Venezia 71 - Sivas, la recensione 2

Bambini coriacei e cani combattenti in una parola per nulla conciliante, lontanissima dal cinema di cani e bimbi. Sivas è un film sul carattere e sulla forza

Critico e giornalista cinematografico


Condividi

C'è un bambino di meno di dieci anni al centro di Sivas, un motore potentissimo e inarrestabile, tenace e coriaceo. Dalla sua forza e dal dinamismo che mette in moto con la sua ostinazione, il suo caratteraccio e l'attaccamento ad un cane da combattimento, viene tutta l'attrattiva di Sivas. Perchè per altri versi la storia sarebbe molto semplice, si tratta della parabola del cane del titolo, abbandonato dopo una sconfitta, recuperato e messo in sesto dal bambino fino al ritorno ai combattimenti per terminare con un interrogativo sul futuro. Invece, animata dalla potenza di Dogan Izci, la storia si apre e diventa un racconto morale sulla forza.

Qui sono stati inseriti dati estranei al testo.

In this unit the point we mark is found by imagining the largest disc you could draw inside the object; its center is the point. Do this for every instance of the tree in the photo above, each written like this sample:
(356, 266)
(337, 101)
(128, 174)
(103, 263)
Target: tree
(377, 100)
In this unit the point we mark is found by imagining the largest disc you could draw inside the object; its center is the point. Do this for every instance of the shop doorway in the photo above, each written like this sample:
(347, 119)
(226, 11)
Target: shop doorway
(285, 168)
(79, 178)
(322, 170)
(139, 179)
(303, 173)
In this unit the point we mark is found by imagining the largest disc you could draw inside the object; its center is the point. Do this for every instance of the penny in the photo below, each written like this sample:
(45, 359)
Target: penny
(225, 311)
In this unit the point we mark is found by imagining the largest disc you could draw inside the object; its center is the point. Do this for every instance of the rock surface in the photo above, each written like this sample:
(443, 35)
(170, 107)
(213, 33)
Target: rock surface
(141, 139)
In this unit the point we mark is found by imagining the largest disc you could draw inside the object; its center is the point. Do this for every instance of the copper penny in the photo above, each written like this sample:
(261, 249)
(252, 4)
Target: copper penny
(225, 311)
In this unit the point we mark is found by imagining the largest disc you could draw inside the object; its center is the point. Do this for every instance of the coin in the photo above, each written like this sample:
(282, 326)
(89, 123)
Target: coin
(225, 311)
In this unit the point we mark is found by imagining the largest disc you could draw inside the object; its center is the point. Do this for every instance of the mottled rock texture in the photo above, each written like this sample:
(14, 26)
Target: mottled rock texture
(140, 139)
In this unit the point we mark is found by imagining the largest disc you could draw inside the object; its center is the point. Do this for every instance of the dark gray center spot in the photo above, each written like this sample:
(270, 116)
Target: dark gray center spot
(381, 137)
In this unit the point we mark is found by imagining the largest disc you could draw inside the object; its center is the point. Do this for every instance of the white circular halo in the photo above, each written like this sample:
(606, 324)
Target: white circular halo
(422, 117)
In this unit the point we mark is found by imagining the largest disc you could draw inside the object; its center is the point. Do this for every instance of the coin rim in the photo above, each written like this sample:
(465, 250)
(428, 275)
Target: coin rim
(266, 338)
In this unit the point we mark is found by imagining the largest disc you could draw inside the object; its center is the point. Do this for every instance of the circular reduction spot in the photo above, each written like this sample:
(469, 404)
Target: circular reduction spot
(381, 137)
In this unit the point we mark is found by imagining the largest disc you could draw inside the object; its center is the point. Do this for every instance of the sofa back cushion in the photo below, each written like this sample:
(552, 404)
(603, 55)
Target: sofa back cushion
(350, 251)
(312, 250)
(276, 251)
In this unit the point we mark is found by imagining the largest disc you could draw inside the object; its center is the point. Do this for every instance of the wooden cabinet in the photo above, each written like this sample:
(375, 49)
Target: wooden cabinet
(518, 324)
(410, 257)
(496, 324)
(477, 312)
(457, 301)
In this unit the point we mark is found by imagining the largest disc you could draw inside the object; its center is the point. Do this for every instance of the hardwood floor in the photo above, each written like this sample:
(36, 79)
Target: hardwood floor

Il contrasto tra un bambino piccoletto e un feroce cane muscolosissimo (bellissimi i combattimenti tra cani, coreografie corredate da un sound design perfetto, usato solo per rendere l'impatto la furia, il pericolo e il terrore) è la discrasia che muove tutto, su quel disequilibrio si gioca il fascino deforme del film. Non siamo dalle parti del cinema conciliatorio di bimbi e cani proprio perchè nonostante i due stringano un rapporto solido e sentimentale, a livello visivo la minaccia è sempre imminente.
Eppure quella forza che il cane dimostra unicamente in combattimento, massacrando ed essendo massacrato, il bambino la dimostra in tutto il resto della sua vita, lottando come un ossesso contro genitori, nonni ed adulti in genere, affermando se stesso a suon di gesti eclatanti e sassi lanciati, andandosi anche ad accaparrare la parte nella recita per stare vicino alla bambina che gli piace.

Con grande intelligenza Kaan Müjdeci non prende mai posizione, nemmeno sui temi sui quali sarebbe più facile e scontato (addirittura anche il combattimento illegale tra cani non è mai condannato, nè a parole nè con lo sguardo), dimostrando un coraggio e una voglia di non cavalcare i sentimenti più semplici ma di cercare le relazioni più profonde che non possono che destare stima.

Cosa rimane di tutta questa forza esibita? Questo carattere tenace, questa violenza in paesaggi desolati, nei quali si può anche non vedere forma di vita a perdita d'occhio sono manifestazioni quasi divine, come appartenenti ad un'altra civiltà.

Sivas non è un film sulla Turchia, non è un film sui cani, nè uno sull'infanzia. Sivas è un film sul carattere.